Al Whitehead

Al Whitehead has been wildcatting all over the world, and today he is still at it. He just formed another small family company, Canyon Springs Resources, which plans to drill one operated well in Wyoming this year near the South Dakota border.

He most recently served as chairman, president and CEO of Empire Petroleum Corp. from April 2002 to January 2015 and was its principal financial officer as well. Control of this public company was recently sold to an investor group in Denver.

Whitehead began his career in the oil business with Union Oil of California in Midland, working throughout West Texas as a landman. He had graduated from Eastern New Mexico University with a B.A. in business administration in 1955 (interrupted by two years of service in the U.S. Army in Korea), when a friend at Unocal helped him get the job. He and his wife have donated generously to the university in the past few years.

After a subsequent stint in Calgary with one of T. Boone Pickens’ early E&P companies, in 1963 he co-founded Bridger Petroleum Corp., also based in Calgary. It was backed by New York family money, including from the Marx Toy Co., which made the famous plastic Big Wheel tricycles so popular in the 1960s and 1970s. Bridger originated and explored for oil and gas prospects in Canada and the U.S. and participated in exploration projects in Turkey, Indonesia, the Persian Gulf, the North Sea and Argentina. He was CEO of Bridger until 1978, when it was sold for $68 million to Home Oil, at the time one of Calgary’s biggest independents.

In 1979 he returned to the U.S., settling in Tulsa. During the 1980s, 1990s and 2000s, he was the co-founder, CEO or director of several public and private E&Ps, including Bonanza Oil and Gas Ltd., Cimarron Petroleum Corp., Garnet Resources Corp., Seven Seas Petroleum Inc. and Coastal Energy Co.

Investor: Why did you enter the oil industry?

Whitehead: A good friend was the assistant division landman at Union Oil and he got me in. I was buying leases within a month even though I didn’t know much about it; I’d get out there and those farmers would start asking me fancy questions I couldn’t answer, so I’d call back to the office like they’d told me to do. It was sink or swim. I was getting leases, getting permits to do geophysical work and settling claims—it was a good learning curve.

Investor: How did you transition to working in Calgary for 20 years?

Whitehead: My friend Lawton Clark was hired to work for Boone Pickens in Amarillo … and guess who got to go to Amarillo with Union Oil? I was there about six months when Boone approached me, and he started talking about going into Canada. I said I’d join them only if I had an opportunity to go to Canada. I loaded up the family in 1959 and we went to Calgary … I loved it up there. But I left Boone after a short while and in 1963, I formed a company that eventually became Bridger Petroleum, which drilled close to 100 wells a year in Canada, mostly shallow gas.

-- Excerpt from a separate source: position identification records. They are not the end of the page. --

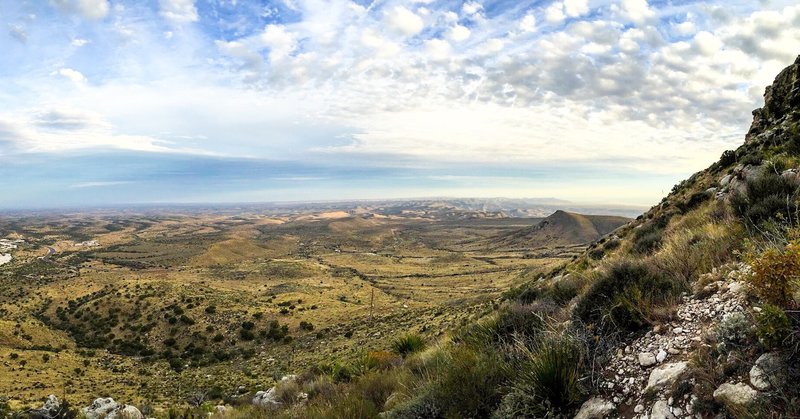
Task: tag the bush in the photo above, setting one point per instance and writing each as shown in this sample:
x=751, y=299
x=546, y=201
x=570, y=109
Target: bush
x=773, y=327
x=647, y=238
x=548, y=379
x=349, y=406
x=380, y=360
x=735, y=330
x=691, y=251
x=408, y=344
x=625, y=296
x=467, y=385
x=776, y=274
x=512, y=321
x=766, y=197
x=376, y=387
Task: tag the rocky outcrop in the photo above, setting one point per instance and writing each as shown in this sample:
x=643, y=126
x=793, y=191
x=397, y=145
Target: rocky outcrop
x=266, y=398
x=644, y=372
x=781, y=98
x=661, y=411
x=735, y=395
x=595, y=408
x=107, y=408
x=767, y=371
x=665, y=376
x=269, y=398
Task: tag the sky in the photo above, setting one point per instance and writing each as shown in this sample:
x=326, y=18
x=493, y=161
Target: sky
x=111, y=102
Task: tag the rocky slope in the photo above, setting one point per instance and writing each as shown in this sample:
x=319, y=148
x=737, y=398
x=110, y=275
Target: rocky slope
x=558, y=229
x=649, y=376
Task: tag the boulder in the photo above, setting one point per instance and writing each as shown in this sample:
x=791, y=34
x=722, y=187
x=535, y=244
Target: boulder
x=661, y=356
x=107, y=408
x=595, y=408
x=735, y=394
x=647, y=359
x=50, y=409
x=267, y=398
x=665, y=375
x=766, y=371
x=661, y=411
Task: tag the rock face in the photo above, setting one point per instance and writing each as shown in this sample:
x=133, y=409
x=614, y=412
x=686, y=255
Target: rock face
x=766, y=371
x=50, y=409
x=665, y=376
x=107, y=408
x=661, y=411
x=735, y=394
x=782, y=96
x=266, y=398
x=595, y=408
x=647, y=359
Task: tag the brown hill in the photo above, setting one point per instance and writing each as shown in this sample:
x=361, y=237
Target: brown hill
x=560, y=228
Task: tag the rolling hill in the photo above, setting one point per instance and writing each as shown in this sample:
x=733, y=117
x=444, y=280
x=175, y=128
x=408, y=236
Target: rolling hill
x=559, y=229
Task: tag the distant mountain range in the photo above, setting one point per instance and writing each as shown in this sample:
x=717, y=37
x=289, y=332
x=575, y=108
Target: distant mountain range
x=559, y=229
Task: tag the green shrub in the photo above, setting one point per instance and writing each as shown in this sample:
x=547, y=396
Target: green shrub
x=469, y=384
x=408, y=344
x=736, y=330
x=647, y=238
x=548, y=379
x=768, y=196
x=773, y=327
x=512, y=321
x=349, y=406
x=625, y=296
x=776, y=275
x=376, y=387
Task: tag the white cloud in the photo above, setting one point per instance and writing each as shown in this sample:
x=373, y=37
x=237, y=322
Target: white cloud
x=280, y=41
x=554, y=14
x=90, y=9
x=576, y=8
x=458, y=33
x=636, y=11
x=437, y=49
x=178, y=11
x=685, y=28
x=471, y=7
x=707, y=43
x=528, y=23
x=73, y=75
x=404, y=21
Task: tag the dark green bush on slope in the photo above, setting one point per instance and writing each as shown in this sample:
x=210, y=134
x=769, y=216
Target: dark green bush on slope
x=768, y=196
x=547, y=382
x=408, y=344
x=624, y=296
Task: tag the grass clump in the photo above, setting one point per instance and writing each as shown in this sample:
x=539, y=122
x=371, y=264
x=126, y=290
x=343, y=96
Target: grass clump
x=766, y=197
x=773, y=327
x=776, y=274
x=548, y=379
x=626, y=296
x=408, y=344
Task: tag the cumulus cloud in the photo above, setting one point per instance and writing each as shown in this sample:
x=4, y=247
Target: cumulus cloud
x=18, y=32
x=72, y=75
x=528, y=23
x=575, y=8
x=636, y=11
x=178, y=11
x=616, y=83
x=404, y=21
x=90, y=9
x=458, y=33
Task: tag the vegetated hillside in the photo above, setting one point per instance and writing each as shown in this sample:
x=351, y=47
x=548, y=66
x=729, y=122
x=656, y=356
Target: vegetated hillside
x=558, y=229
x=691, y=310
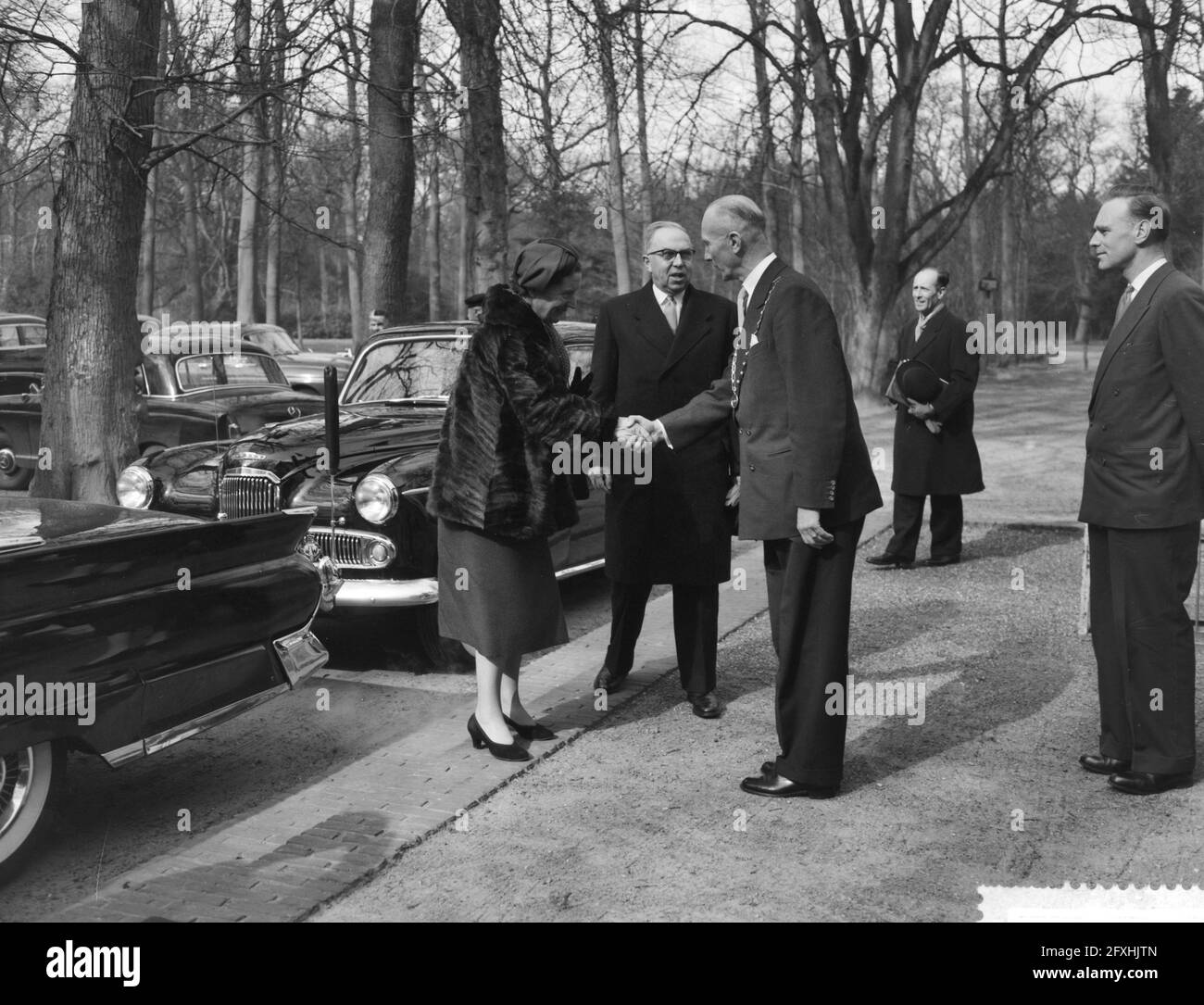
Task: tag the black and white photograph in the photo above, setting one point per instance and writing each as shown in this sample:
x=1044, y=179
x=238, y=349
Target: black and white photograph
x=602, y=461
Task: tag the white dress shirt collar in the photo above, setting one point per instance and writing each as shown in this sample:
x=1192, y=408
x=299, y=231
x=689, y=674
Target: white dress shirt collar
x=1145, y=273
x=754, y=277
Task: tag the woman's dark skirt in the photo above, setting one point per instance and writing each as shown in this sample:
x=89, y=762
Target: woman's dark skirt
x=497, y=595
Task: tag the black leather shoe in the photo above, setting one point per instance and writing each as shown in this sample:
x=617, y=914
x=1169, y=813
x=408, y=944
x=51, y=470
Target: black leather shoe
x=890, y=561
x=1147, y=784
x=533, y=732
x=1098, y=764
x=706, y=706
x=608, y=680
x=501, y=751
x=771, y=784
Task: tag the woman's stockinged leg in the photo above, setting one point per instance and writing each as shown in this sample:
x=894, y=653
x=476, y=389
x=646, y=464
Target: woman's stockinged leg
x=509, y=694
x=489, y=699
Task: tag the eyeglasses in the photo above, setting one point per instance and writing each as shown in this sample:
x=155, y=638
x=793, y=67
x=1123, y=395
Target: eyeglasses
x=669, y=254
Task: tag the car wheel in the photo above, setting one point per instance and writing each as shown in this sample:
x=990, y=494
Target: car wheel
x=445, y=654
x=11, y=475
x=31, y=783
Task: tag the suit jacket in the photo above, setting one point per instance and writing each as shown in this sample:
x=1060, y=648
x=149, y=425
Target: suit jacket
x=801, y=443
x=673, y=529
x=944, y=463
x=1145, y=431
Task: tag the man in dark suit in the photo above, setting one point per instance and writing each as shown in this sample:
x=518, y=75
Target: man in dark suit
x=654, y=349
x=1143, y=498
x=806, y=484
x=934, y=449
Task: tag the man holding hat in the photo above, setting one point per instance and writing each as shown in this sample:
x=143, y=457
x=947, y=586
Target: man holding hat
x=934, y=449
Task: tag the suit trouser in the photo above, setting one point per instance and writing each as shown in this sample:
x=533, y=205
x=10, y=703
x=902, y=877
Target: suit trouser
x=946, y=521
x=810, y=592
x=695, y=630
x=1145, y=647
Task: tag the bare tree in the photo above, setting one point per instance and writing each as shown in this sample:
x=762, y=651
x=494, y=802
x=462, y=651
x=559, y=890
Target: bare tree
x=486, y=207
x=392, y=57
x=89, y=421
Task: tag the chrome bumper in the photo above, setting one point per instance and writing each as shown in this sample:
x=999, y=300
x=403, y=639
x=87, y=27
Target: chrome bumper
x=386, y=592
x=301, y=654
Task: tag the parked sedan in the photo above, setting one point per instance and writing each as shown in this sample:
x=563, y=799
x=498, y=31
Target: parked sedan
x=187, y=397
x=125, y=632
x=371, y=517
x=304, y=371
x=20, y=330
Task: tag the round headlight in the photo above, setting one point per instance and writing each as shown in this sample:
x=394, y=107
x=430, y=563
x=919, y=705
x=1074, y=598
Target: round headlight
x=376, y=498
x=135, y=487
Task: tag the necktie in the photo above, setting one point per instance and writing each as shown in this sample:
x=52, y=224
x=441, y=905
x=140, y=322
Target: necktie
x=670, y=306
x=1126, y=300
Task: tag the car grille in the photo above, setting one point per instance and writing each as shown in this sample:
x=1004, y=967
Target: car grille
x=247, y=495
x=349, y=549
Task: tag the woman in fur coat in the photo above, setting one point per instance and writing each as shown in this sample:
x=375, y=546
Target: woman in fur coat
x=494, y=490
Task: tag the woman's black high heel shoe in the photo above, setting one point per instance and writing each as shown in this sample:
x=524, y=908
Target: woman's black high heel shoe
x=501, y=751
x=533, y=732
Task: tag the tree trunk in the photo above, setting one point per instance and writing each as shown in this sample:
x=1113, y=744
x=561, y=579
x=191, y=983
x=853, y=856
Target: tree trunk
x=147, y=249
x=353, y=252
x=193, y=273
x=89, y=415
x=759, y=12
x=252, y=164
x=617, y=212
x=646, y=209
x=477, y=23
x=273, y=157
x=433, y=244
x=393, y=48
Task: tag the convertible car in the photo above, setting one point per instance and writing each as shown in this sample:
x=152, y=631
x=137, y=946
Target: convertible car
x=185, y=398
x=302, y=370
x=124, y=632
x=371, y=515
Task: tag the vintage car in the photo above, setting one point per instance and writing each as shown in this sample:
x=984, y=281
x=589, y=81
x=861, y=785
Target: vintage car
x=20, y=330
x=124, y=632
x=371, y=518
x=185, y=398
x=302, y=370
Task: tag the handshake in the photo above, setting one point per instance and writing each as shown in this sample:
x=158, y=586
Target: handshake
x=637, y=433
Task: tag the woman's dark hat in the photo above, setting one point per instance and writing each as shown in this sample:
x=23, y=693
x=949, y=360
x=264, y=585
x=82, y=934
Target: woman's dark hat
x=543, y=262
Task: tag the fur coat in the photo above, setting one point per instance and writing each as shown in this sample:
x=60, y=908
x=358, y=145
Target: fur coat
x=509, y=407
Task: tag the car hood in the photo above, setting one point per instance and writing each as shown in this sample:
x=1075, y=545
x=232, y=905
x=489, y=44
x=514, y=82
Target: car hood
x=31, y=522
x=369, y=436
x=317, y=360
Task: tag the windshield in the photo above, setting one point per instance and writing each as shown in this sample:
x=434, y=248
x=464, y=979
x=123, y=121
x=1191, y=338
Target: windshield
x=275, y=341
x=195, y=372
x=417, y=369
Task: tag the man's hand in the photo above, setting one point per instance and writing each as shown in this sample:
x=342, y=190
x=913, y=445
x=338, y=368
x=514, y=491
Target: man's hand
x=810, y=531
x=600, y=478
x=636, y=431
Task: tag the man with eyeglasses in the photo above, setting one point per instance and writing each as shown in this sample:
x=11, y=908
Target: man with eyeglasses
x=654, y=350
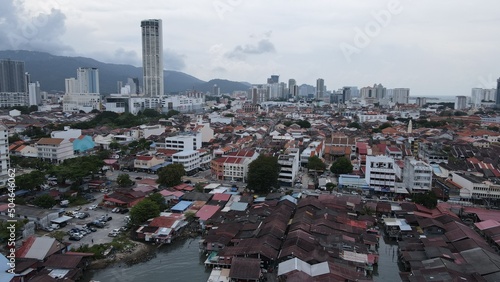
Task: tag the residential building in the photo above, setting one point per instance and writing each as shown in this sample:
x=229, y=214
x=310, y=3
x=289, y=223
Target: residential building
x=371, y=117
x=394, y=152
x=13, y=83
x=460, y=102
x=34, y=94
x=4, y=155
x=82, y=93
x=432, y=153
x=315, y=148
x=289, y=166
x=67, y=133
x=380, y=173
x=54, y=150
x=320, y=88
x=190, y=159
x=400, y=95
x=473, y=187
x=145, y=131
x=233, y=166
x=417, y=175
x=145, y=163
x=152, y=57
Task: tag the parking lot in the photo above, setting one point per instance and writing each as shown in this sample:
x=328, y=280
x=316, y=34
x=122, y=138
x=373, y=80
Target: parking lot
x=101, y=234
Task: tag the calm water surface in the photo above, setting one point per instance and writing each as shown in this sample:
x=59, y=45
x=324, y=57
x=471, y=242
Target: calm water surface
x=181, y=262
x=178, y=262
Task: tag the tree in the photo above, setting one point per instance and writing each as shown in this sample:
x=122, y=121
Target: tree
x=123, y=180
x=315, y=163
x=341, y=165
x=427, y=199
x=114, y=145
x=32, y=180
x=44, y=201
x=159, y=200
x=171, y=175
x=263, y=174
x=143, y=211
x=354, y=125
x=150, y=113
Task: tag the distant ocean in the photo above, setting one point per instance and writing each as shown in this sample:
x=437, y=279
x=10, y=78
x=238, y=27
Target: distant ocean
x=435, y=99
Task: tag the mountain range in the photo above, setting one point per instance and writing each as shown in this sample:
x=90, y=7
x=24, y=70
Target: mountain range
x=51, y=70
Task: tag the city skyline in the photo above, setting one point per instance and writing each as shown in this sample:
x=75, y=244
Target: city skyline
x=448, y=52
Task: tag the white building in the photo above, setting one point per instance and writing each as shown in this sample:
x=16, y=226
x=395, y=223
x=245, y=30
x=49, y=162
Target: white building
x=122, y=103
x=380, y=173
x=145, y=131
x=189, y=159
x=460, y=102
x=152, y=57
x=82, y=93
x=289, y=165
x=54, y=150
x=417, y=175
x=400, y=95
x=34, y=95
x=183, y=142
x=474, y=187
x=371, y=117
x=67, y=133
x=4, y=155
x=315, y=148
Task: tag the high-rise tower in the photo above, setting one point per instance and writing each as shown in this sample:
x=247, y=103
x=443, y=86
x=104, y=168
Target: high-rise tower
x=320, y=88
x=152, y=57
x=497, y=96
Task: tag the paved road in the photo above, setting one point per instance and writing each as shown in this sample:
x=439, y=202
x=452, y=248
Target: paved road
x=101, y=235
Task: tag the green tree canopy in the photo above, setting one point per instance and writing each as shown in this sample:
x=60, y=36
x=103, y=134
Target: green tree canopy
x=341, y=165
x=159, y=200
x=44, y=201
x=123, y=180
x=315, y=163
x=263, y=174
x=143, y=211
x=171, y=175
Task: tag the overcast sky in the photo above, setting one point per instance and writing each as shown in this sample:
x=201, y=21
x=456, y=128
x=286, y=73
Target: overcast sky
x=435, y=48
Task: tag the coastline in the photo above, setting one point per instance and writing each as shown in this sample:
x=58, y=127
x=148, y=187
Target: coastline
x=140, y=253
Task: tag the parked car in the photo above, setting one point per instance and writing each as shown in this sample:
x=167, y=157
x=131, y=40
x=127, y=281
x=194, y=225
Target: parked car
x=112, y=234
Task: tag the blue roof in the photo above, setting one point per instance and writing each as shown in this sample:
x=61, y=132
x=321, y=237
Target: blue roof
x=182, y=206
x=289, y=198
x=158, y=166
x=21, y=192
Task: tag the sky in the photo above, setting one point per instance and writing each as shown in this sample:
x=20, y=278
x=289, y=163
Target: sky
x=435, y=48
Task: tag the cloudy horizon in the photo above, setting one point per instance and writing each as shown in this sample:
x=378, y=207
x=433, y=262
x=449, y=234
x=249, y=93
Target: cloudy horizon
x=440, y=48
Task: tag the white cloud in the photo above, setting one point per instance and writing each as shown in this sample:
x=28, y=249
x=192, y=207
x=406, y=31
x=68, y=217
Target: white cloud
x=433, y=47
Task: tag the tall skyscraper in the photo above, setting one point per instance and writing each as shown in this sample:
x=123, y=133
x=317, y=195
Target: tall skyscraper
x=320, y=88
x=401, y=95
x=12, y=76
x=497, y=97
x=152, y=57
x=13, y=84
x=460, y=102
x=291, y=84
x=87, y=80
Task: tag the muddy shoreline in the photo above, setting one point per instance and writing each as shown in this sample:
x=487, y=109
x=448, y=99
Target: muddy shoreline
x=141, y=252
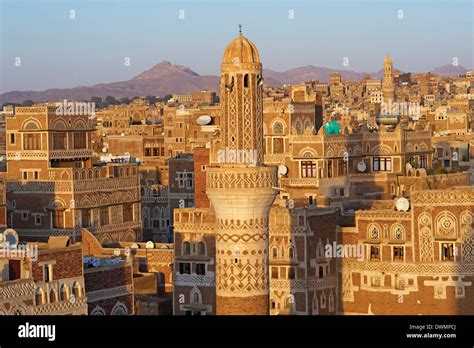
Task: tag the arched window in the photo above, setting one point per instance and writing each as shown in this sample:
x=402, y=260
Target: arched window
x=76, y=290
x=119, y=309
x=64, y=292
x=39, y=296
x=291, y=252
x=186, y=248
x=53, y=296
x=202, y=248
x=331, y=302
x=315, y=304
x=275, y=252
x=98, y=311
x=278, y=128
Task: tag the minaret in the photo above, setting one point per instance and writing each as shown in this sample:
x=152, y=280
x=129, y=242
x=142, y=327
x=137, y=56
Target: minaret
x=239, y=186
x=388, y=84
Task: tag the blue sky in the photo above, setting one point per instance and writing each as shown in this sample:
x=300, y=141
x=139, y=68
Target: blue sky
x=59, y=52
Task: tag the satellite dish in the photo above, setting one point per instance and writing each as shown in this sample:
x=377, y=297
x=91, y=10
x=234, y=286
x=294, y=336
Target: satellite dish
x=403, y=204
x=203, y=120
x=282, y=169
x=11, y=237
x=361, y=166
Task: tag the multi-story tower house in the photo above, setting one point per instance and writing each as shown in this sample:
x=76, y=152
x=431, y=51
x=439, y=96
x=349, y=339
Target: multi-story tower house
x=240, y=187
x=54, y=188
x=388, y=84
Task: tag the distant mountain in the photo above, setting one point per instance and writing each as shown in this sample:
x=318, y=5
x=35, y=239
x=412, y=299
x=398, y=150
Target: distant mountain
x=166, y=78
x=449, y=70
x=162, y=79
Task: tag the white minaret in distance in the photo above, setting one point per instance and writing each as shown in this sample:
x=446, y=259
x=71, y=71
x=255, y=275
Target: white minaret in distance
x=239, y=186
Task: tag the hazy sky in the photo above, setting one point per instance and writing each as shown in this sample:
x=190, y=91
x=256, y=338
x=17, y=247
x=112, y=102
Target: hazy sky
x=57, y=51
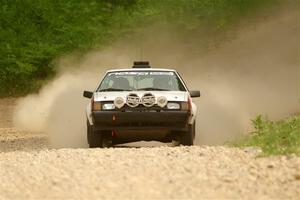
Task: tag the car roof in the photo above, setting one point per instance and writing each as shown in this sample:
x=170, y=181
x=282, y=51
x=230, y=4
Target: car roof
x=140, y=69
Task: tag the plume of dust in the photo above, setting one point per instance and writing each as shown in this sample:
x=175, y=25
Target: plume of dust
x=257, y=73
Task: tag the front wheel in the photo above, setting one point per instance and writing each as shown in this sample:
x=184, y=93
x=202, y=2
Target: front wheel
x=187, y=137
x=94, y=138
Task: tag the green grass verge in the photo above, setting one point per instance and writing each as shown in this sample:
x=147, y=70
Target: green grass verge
x=274, y=138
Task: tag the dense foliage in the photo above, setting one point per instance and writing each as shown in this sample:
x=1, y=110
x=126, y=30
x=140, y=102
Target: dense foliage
x=282, y=137
x=35, y=32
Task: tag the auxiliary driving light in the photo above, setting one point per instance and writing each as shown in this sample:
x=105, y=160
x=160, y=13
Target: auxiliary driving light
x=119, y=102
x=173, y=106
x=108, y=106
x=162, y=101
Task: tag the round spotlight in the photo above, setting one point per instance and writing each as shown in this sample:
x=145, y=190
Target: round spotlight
x=148, y=100
x=162, y=101
x=119, y=102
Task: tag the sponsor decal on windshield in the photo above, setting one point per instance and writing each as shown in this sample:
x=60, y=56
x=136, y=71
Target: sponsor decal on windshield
x=141, y=73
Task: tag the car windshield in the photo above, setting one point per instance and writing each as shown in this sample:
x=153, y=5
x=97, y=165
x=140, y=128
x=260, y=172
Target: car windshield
x=141, y=80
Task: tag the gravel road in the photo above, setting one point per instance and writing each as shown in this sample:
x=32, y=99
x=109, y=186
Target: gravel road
x=30, y=169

We drilled only the second well ever drilled in the Hudson Bay area. We had to land up there on a sea plane, it was so remote. We cored the whole well, but the sea plane wasn’t big enough to carry all the core back to Winnipeg, so I hired two guys to stay there; they checked the ice every day until it was thick enough to support a plane to land on it and pick up all that core.

Investor: Why did Garnet go into Colombia? What is it about international that intrigues you?

Whitehead: We anticipated finding larger reserves and at that time it was fairly unexplored. We drilled three or four exploration wells there. It was pure jungle. What we had to do to get the oil out would blow your mind: We had to barge it out on trucks across a river. We were operating straight into the FARC-dominated area, and one of our guys was kidnapped … we negotiated back and forth and eventually we got him back for $15,000. It was wild.

Investor: You are a true wildcatter.

Whitehead: I enjoyed the thrill, but not anymore. At one time we had drilled in Spain, Australia, the Malacca Strait, Colombia, Papua New Guinea. It’s exciting, especially when you’re 100 miles away from the nearest production. But the odds are way against you.

Investor: So it’s back to Wyoming.

Whitehead: That’s a shallow play, about 4,600 feet, to the Canyon Springs Formation, which is what I named my company. It’s in the far northeast corner about 10 miles from the South Dakota border, so it’s pretty much a wildcat. The zone we’re going after produces in the area, about 10 miles away.

Investor: Are you going to be there during drilling?

Whitehead: I probably will, because I didn’t go up to the last one. We drilled a well about six miles north of this one and got a dry hole, but this time we feel we’ve learned more from our data—I just hope we learned enough!

Investor: What sort of advice do you glean from your career?

Whitehead: You’ve got to pay very close attention to finances. If you’re wildcatting, make a very close estimation of what it will really cost you, and make sure you have the money.

You know, there are very few guys built for wildcatting, it’s such a risky business.